OpenAI beendet den Zugang zu seinen KI-Modellen im Coding-Editor Cursor, nachdem Elon Musks Raumfahrtkonzern SpaceX das Start-up im August für 60 Milliarden Dollar übernommen hat. Ab dem 12. November 2026 stehen Entwicklerinnen und Entwicklern dort nur noch Modelle anderer Anbieter zur Verfügung. Auslöser ist eine Vertragsklausel, die OpenAI bei einem solchen Kontrollwechsel zur Kündigung berechtigt.
Vertragsklausel macht Kontrollwechsel zum Kündigungsgrund
SpaceX hatte die Übernahme von Cursors Mutterfirma Anysphere Mitte August offiziell abgeschlossen. Der bestehende Liefervertrag zwischen OpenAI und Cursor enthält eine sogenannte Change-of-Control-Klausel, die OpenAI im Fall eines Eigentümerwechsels ein Kündigungsrecht einräumt. OpenAI zog diese Klausel am 28. August und setzte den 12. November als Stichtag – nach eigenen Angaben die spätestmögliche Frist, die der Vertrag zulässt. Das Unternehmen begründet den Schritt laut Engadget damit, nicht darauf vertrauen zu können, dass SpaceX die eigenen Nutzungsbedingungen einhält, und verweist auf frühere Vertragsverletzungen anderer Musk-Unternehmen. Ab dem Stichtag entfällt der direkte Zugriff auf GPT-Modelle im Cursor-Editor; das Produkt selbst bleibt bestehen und läuft mit den übrigen integrierten Modellen weiter.

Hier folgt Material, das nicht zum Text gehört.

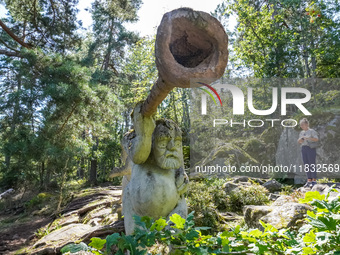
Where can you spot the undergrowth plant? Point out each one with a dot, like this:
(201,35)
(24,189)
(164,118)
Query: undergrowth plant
(319,235)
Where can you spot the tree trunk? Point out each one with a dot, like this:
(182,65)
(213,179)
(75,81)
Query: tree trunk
(93,172)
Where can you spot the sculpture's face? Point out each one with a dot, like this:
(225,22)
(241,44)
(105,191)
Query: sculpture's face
(167,149)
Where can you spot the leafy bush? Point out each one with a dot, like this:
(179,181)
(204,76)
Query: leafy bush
(320,235)
(206,198)
(38,200)
(248,195)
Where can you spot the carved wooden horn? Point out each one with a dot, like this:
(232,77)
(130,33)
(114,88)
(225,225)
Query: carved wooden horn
(189,44)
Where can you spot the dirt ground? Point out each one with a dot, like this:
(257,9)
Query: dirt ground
(18,231)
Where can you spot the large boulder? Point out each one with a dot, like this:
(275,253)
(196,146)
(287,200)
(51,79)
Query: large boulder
(272,185)
(286,215)
(289,152)
(93,213)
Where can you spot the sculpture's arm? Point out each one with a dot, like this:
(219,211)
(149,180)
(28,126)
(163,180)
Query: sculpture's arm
(139,147)
(182,181)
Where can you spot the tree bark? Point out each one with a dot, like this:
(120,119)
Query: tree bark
(11,34)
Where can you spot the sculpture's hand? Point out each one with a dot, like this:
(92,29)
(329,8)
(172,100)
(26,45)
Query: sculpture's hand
(139,147)
(143,126)
(183,186)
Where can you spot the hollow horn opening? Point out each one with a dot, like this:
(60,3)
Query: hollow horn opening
(189,44)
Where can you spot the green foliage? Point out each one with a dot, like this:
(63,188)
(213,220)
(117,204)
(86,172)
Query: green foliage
(285,39)
(249,195)
(38,200)
(73,248)
(206,198)
(320,235)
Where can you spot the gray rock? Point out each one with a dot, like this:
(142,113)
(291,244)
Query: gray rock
(273,196)
(272,185)
(229,186)
(64,235)
(253,213)
(282,200)
(240,179)
(286,215)
(289,152)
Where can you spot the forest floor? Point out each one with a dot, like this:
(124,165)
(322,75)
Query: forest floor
(30,214)
(15,231)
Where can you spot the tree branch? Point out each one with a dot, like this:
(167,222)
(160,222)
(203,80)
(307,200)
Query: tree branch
(11,34)
(10,53)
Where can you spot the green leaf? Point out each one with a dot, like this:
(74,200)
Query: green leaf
(111,240)
(312,195)
(97,243)
(158,224)
(178,220)
(309,238)
(73,248)
(255,233)
(307,251)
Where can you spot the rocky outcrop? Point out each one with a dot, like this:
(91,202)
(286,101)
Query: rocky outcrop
(289,152)
(93,213)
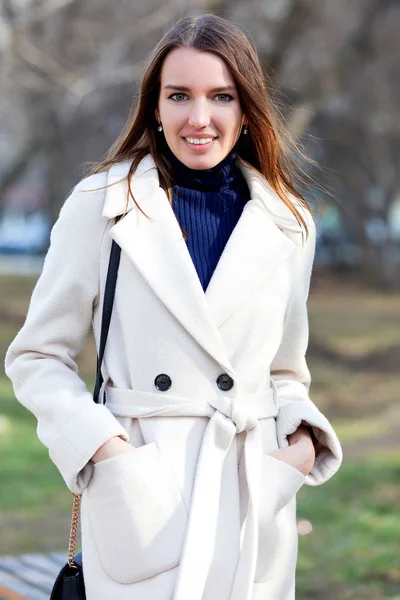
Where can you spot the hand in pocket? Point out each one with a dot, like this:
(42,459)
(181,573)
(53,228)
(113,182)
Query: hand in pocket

Musk reagiert gelassen, Truell verhandelt weiter
Musk kommentierte die Kündigung auf X mit einer knappen Abfuhr und bezeichnete OpenAI-Chef Sam Altman sowie Präsident Greg Brockman als unzuverlässig. Cursor-Mitgründer und -Chef Michael Truell schrieb auf X, OpenAI-Modelle machten derzeit nur rund fünf Prozent der Cursor-Nutzung aus – eine Zahl, die unabhängig nicht verifiziert ist. Zugleich bestätigte er, dass sein Team weiter mit OpenAI im Gespräch sei, um die Kündigung möglicherweise doch noch abzuwenden. Für Entwicklerinnen und Entwickler, die aktiv mit GPT-Modellen in Cursor arbeiten, bedeutet der niedrige Anteil wenig: Sie müssen ihre Arbeitsabläufe bis zum Stichtag unabhängig vom Gesamtvolumen auf andere Modelle umstellen.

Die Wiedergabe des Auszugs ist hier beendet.